One of the hardest things about losing someone is not knowing what to do with yourself.
Sure, there are things to do right after someone dies: breaking the news to others, sorting out leases and mortgages and utility bills, cancelling their mobile phone, closing their bank accounts, organising the funeral.
These logistical tasks are not sufficient to keep you busy enough to distract you from the weird thoughts that make you feel like a freak, the shocks of guilt that accompany any accidental smiles, bone-crushing sorrow that disallows sleep, creating more hours to fill.
You are surrounded by grieving people. You don’t know what to do for them and they feel the same.

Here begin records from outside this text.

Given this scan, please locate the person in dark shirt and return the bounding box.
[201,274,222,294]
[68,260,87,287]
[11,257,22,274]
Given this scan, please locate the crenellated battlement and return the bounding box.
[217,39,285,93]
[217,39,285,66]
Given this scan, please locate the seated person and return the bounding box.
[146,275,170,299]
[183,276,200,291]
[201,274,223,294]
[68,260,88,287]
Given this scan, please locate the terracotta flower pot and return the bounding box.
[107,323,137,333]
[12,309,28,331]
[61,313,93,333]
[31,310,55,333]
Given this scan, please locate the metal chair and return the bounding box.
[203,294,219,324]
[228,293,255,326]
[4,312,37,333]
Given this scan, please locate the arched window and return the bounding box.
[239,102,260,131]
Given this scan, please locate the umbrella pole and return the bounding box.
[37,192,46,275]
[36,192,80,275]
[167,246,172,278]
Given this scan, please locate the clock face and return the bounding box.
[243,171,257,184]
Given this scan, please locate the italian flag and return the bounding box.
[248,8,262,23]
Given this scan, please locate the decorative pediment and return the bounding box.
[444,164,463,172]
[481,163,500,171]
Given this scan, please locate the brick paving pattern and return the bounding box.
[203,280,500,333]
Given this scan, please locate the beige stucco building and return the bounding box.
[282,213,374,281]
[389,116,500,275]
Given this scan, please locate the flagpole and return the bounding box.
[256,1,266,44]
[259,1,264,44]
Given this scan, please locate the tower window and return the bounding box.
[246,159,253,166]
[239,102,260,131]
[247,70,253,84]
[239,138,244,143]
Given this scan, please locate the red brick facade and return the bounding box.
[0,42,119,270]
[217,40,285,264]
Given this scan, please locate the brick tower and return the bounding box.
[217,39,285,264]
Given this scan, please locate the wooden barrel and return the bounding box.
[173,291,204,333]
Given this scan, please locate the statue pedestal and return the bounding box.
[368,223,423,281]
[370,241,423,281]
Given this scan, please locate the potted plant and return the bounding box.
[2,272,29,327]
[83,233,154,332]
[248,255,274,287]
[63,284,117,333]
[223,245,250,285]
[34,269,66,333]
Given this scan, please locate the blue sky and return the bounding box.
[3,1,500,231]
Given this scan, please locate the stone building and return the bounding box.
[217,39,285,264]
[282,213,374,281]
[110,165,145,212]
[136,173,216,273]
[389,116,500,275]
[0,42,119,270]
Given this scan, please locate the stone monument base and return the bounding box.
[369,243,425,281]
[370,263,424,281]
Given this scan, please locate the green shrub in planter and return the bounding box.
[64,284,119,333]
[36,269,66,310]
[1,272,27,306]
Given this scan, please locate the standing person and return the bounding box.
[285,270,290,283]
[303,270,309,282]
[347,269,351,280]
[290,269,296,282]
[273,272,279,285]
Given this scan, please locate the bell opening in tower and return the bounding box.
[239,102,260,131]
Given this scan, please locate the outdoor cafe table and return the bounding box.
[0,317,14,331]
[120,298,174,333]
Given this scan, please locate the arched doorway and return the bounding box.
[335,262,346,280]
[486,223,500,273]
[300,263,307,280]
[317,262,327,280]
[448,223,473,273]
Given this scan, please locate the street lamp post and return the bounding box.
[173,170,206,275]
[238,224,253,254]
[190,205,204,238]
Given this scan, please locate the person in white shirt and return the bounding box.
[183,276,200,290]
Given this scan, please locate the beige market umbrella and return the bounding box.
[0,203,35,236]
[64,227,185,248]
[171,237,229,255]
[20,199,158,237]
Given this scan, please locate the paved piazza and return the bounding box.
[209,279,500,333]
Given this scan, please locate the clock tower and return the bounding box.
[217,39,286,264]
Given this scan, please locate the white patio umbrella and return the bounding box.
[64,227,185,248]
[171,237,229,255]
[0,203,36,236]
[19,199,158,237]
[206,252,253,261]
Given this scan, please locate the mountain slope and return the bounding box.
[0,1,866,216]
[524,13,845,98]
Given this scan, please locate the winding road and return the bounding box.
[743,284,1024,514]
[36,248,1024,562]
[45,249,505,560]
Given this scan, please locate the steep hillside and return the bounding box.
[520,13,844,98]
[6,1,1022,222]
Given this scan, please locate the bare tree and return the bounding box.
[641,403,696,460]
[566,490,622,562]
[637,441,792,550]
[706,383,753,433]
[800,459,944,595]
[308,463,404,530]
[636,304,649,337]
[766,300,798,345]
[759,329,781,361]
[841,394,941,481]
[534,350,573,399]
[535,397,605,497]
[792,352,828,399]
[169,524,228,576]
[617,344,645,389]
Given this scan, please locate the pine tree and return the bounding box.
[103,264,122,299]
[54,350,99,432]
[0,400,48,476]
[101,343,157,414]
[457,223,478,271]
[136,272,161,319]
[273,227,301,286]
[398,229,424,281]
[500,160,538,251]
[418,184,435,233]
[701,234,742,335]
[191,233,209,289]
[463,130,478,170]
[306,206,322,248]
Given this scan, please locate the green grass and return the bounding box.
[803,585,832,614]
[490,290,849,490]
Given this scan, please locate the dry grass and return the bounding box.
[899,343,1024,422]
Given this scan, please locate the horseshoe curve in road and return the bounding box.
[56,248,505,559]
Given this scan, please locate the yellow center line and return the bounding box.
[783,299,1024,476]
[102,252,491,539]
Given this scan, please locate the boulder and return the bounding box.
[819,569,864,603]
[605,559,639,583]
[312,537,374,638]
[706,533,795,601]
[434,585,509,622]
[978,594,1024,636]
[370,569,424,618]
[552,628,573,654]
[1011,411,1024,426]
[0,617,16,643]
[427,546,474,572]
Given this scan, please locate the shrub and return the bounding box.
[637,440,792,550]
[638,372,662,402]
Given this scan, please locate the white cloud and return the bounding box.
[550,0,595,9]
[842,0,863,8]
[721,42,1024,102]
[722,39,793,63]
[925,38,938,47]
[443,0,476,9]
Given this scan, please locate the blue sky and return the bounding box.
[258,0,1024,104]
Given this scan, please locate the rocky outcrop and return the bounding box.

There’s a lot of communal sitting and staring.
The most pressing activity is accepting that the person is gone and that’s not so much an activity as a process to be endured. In between being pounded by waves of realisation you need things to keep busy with and there is surprisingly little to do.

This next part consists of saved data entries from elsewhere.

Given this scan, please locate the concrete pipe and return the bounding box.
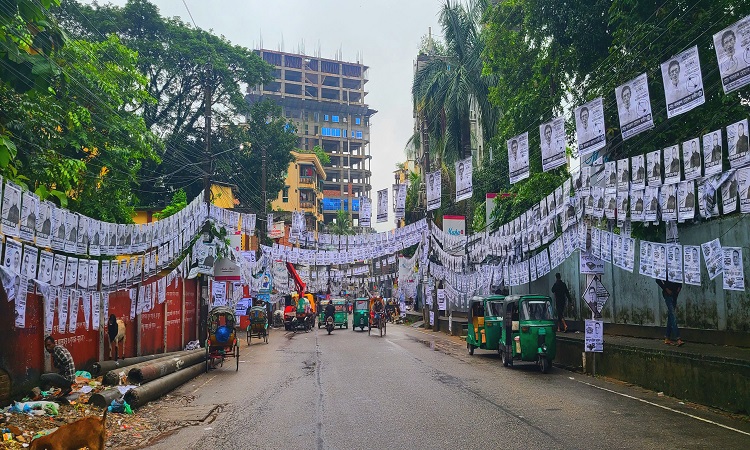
[124,362,205,409]
[89,388,124,408]
[91,351,180,377]
[103,350,196,385]
[127,349,206,384]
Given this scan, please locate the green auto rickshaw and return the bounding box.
[466,295,505,355]
[318,298,348,329]
[498,295,557,373]
[352,298,370,331]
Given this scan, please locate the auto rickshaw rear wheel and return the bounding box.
[501,349,512,367]
[468,343,474,355]
[539,356,551,373]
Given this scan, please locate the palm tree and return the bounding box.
[412,0,497,167]
[330,209,353,235]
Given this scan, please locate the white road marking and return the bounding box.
[576,379,750,437]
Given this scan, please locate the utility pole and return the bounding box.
[203,62,213,206]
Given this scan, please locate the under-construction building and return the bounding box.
[246,49,376,227]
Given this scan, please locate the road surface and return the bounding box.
[145,318,750,449]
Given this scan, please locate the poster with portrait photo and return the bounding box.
[623,237,635,272]
[455,156,473,201]
[604,189,617,220]
[646,149,662,186]
[652,243,666,281]
[722,247,745,291]
[35,201,52,249]
[663,145,682,185]
[617,158,630,191]
[639,240,653,277]
[630,154,646,189]
[644,186,660,223]
[604,161,617,189]
[88,259,99,292]
[65,256,78,288]
[100,259,110,292]
[661,46,705,118]
[630,188,645,222]
[118,259,128,290]
[106,222,117,255]
[89,220,101,256]
[76,258,88,291]
[19,191,38,243]
[574,166,591,192]
[359,197,371,228]
[667,244,684,283]
[51,254,66,287]
[591,227,601,259]
[575,97,606,156]
[590,186,604,219]
[394,183,407,219]
[726,118,750,168]
[601,231,612,263]
[22,244,38,282]
[63,211,78,254]
[660,183,678,222]
[376,188,388,223]
[426,170,441,212]
[616,190,629,225]
[109,260,119,292]
[540,117,566,171]
[76,215,89,255]
[714,16,750,94]
[546,191,557,219]
[37,250,53,285]
[682,138,702,181]
[702,129,723,176]
[1,181,21,237]
[507,133,529,184]
[701,238,723,281]
[722,171,739,214]
[738,167,750,213]
[616,73,654,140]
[3,238,22,274]
[612,234,623,268]
[677,180,696,221]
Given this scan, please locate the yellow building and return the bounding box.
[271,151,327,232]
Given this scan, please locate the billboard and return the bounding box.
[443,215,465,237]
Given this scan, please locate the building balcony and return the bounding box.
[299,176,316,186]
[300,201,316,211]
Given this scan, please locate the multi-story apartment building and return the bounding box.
[246,49,376,226]
[270,151,326,233]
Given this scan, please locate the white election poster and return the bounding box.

So I consider myself lucky that in my family I get the job of writing eulogies. I have always processed things by putting them into words, even if no one ever sees them. Something about penning a simple, precise description gives me such satisfaction it is healing. With a eulogy it’s also the act of sorting through someone’s life and recording it, of talking to other people who loved them, of describing who they were and all the things they meant to the world. It helps to explain my grief to me.
No one in my immediate family has passed away yet and sometimes I’m not certain I’ll be able to do it for them, if I’m still around to do so.
Until I remember the sheer boredom of acute loss and I am as sure as one can ever be of the future that I will welcome the relief of a to do list.